Yes, my husband started the “mental health day.” It was always the day after my chemo, which was on Fridays. I wouldn’t start feeling bad until Saturday. Our kids were in school, so we would get lunch, and then we would go to a movie in the middle of the day. It was a chance to escape, relax, forget, and laugh. We always picked a comedy. We still have “mental health days”!
4) If your kids wanted to do something, but you didn’t have the energy, how did you handle it?
My kids were young when I was diagnosed. So, they had lots of energy (they still do). There were many times that I didn’t have the energy to get out of bed. On those days, my husband would take over or our friends and neighbors helped out. I would just tell them that Mommy needed to take it easy. They loved playing with their school friends and neighbors. We always had night time to read and hang out. It’s so important to have your support group.
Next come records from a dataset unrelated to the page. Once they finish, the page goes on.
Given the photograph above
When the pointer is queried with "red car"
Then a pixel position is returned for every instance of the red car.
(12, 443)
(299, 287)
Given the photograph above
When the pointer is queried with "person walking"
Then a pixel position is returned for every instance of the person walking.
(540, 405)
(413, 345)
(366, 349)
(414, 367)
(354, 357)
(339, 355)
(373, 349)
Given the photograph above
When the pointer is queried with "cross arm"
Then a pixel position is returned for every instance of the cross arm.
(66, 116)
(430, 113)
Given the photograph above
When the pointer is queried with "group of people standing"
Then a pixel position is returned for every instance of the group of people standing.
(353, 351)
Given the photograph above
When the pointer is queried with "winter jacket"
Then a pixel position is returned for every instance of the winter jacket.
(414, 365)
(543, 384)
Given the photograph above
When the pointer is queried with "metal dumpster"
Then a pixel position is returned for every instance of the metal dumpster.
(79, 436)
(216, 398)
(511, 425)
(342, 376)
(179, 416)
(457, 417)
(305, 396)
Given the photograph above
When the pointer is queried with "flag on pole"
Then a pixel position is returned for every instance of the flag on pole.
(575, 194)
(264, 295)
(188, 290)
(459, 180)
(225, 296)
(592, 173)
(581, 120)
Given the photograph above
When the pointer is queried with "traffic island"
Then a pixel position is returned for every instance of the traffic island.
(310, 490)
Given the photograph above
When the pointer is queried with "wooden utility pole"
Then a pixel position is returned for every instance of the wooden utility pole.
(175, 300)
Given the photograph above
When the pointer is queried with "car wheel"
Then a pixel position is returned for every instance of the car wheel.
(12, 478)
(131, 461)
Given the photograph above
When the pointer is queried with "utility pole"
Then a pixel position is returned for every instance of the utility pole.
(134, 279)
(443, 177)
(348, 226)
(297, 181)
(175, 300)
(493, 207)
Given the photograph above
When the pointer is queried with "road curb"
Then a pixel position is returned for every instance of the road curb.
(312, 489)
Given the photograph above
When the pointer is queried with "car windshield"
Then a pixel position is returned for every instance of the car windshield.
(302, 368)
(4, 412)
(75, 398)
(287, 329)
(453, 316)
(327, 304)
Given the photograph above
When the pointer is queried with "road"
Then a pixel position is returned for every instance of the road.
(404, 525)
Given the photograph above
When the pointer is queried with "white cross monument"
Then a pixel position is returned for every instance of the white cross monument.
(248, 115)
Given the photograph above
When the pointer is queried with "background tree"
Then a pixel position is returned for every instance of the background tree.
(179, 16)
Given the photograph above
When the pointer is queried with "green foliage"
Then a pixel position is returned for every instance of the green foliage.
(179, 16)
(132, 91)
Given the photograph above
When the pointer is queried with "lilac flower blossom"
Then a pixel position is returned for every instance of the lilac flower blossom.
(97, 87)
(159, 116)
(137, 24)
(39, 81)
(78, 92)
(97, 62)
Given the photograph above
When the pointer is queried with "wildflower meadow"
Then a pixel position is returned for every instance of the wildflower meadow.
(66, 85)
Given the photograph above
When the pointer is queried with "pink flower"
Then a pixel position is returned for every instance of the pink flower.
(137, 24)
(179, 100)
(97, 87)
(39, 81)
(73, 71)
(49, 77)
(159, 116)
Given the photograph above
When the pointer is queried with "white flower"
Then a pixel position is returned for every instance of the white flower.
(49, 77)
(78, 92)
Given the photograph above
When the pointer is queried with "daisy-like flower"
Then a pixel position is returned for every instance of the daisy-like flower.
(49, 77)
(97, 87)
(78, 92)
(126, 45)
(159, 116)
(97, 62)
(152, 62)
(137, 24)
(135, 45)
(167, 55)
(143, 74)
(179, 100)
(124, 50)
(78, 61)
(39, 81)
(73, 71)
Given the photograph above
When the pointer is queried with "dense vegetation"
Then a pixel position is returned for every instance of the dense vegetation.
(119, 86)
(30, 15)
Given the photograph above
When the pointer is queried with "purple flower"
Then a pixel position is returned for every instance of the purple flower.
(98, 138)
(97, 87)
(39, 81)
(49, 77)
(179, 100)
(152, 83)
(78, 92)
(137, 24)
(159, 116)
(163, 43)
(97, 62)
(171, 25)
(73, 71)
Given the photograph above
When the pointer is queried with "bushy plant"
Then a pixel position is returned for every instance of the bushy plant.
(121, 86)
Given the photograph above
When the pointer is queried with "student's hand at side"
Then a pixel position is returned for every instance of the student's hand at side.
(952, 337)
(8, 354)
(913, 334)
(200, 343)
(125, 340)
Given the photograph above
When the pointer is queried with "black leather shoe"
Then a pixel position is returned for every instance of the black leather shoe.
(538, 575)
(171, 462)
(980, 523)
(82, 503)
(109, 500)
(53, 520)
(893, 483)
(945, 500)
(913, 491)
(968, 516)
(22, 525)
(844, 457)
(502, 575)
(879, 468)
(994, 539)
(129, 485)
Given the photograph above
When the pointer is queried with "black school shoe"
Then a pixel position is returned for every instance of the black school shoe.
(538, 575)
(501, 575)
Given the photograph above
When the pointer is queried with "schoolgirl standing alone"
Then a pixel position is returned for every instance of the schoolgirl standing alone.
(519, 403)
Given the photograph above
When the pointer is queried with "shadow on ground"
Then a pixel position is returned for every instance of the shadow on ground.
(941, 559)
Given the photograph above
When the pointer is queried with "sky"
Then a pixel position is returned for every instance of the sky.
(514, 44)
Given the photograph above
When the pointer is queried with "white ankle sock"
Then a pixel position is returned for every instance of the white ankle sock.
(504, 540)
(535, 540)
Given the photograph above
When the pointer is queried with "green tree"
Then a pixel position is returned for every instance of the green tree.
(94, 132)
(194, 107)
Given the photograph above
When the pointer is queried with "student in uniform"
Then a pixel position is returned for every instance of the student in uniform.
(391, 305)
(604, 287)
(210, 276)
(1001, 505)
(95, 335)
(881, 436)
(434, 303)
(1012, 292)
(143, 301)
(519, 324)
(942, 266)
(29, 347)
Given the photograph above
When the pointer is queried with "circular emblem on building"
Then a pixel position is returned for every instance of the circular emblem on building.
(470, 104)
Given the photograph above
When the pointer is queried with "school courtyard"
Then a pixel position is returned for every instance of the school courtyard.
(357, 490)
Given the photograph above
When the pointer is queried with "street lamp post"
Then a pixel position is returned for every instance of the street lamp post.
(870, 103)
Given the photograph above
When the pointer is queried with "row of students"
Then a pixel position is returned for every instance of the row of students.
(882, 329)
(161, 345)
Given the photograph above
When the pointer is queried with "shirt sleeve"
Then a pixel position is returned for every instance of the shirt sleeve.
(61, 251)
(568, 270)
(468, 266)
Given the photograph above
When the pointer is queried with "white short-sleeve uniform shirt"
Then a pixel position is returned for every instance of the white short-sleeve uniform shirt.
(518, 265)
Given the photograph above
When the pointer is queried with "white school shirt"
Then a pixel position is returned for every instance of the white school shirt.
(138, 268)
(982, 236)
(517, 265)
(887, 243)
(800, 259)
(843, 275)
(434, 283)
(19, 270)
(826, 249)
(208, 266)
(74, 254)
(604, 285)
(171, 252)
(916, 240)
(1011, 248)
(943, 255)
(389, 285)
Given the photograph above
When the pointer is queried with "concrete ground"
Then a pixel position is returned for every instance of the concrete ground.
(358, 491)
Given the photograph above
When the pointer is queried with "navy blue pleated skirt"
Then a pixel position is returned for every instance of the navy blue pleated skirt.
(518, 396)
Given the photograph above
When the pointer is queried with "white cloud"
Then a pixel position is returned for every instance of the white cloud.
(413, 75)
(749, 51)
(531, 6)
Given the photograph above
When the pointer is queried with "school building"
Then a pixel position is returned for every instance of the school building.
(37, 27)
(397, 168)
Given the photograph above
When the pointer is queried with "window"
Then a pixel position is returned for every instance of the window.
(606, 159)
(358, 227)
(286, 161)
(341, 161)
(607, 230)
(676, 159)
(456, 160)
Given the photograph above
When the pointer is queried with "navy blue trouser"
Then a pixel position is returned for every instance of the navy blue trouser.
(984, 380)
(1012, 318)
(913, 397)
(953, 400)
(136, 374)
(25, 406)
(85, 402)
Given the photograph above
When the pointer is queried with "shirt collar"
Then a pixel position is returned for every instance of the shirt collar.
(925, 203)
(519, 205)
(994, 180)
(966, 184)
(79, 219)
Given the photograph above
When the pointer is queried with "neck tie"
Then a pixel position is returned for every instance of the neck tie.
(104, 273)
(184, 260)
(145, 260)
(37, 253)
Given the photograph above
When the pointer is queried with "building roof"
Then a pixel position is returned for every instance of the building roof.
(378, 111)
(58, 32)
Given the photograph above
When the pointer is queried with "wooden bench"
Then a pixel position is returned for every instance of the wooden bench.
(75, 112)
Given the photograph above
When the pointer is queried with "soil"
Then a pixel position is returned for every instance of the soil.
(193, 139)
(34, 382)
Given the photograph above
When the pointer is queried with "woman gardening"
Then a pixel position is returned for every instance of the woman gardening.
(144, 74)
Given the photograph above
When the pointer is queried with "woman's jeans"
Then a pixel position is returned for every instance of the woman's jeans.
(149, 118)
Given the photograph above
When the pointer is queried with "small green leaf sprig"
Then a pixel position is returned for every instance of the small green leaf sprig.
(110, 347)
They help the whole family, and that helps you to heal. It takes a village to raise kids, and that village was never more important to us.
5) What would you say to a mom who has young kids and still wants to be “Super Mom” during this battle?
I would tell her that the most important thing you need to do is to get well. Your family needs you in the long run. So in the meantime, let your significant other, family, friends, and neighbors help you. It’s so hard for moms to let go. It’s in our DNA to take charge and lead the charge. I know how hard it is. This is not the time to be Super Mom. This is the time to let all the people who love you and your family take charge.
6) What is the importance of having a caregiver? How did yours help you?
Everyone needs a caregiver at this time. Your husband, partner, best friend, mother or sibling… whoever that person is, you need them. My husband was mine. He was my rock. He did all the research on the different treatments, and he would be the one to ask the doctors the tough questions. He made me feel at peace. I truly believe it is harder on the caretaker. They are the ones that have to wait in countless waiting rooms for hours while you are in surgery peacefully asleep. The have to put on the brave face for you every day. They have to answer dozens of questions every day from well-intentioned people on the status of your health. A short visit to the grocery store turned into an hour because he saw someone from our church who wanted the latest update. On top of that, he had work and he had to take over the duties at home.
7) What does “celebrating survivorship” mean to you now? And what did seeing survivors do for your mentality/morale back when you were in the middle of fighting cancer?
I don’t know if I necessarily celebrate survivorship. I think my husband and I celebrate life. We love to have family and friends over on the weekends for cook outs and to watch college football. We always have a full house. We love to travel and be on the go. But, we still love our quiet, “mental health days”, too.
Meeting and talking with other survivors was an important part of me finding peace and calm. They had been through this battle and won. The advice and the counsel I got from them was invaluable. They helped prepare me better than the doctors could. I met a woman at a conference who happened to mention she had gone through breast cancer. I had been diagnosed that morning. I told her I was just diagnosed. She became my cancer soul sister. She was a total stranger, but she would be with me every step of the way. The week before my mastectomy, she sent me a list of everything I needed to get before the surgery…. Large, comfortable hoodies that zipped up because you can’t lift your arms for weeks after the surgery, large safety pins to pin the drains to your clothing so they don’t hang and get caught up, and little pillows to put under your arms because you are sore.
I hit my five year mark this year. I know how lucky I am. I try to pass on the same list and advice when I meet a woman who is starting her journey.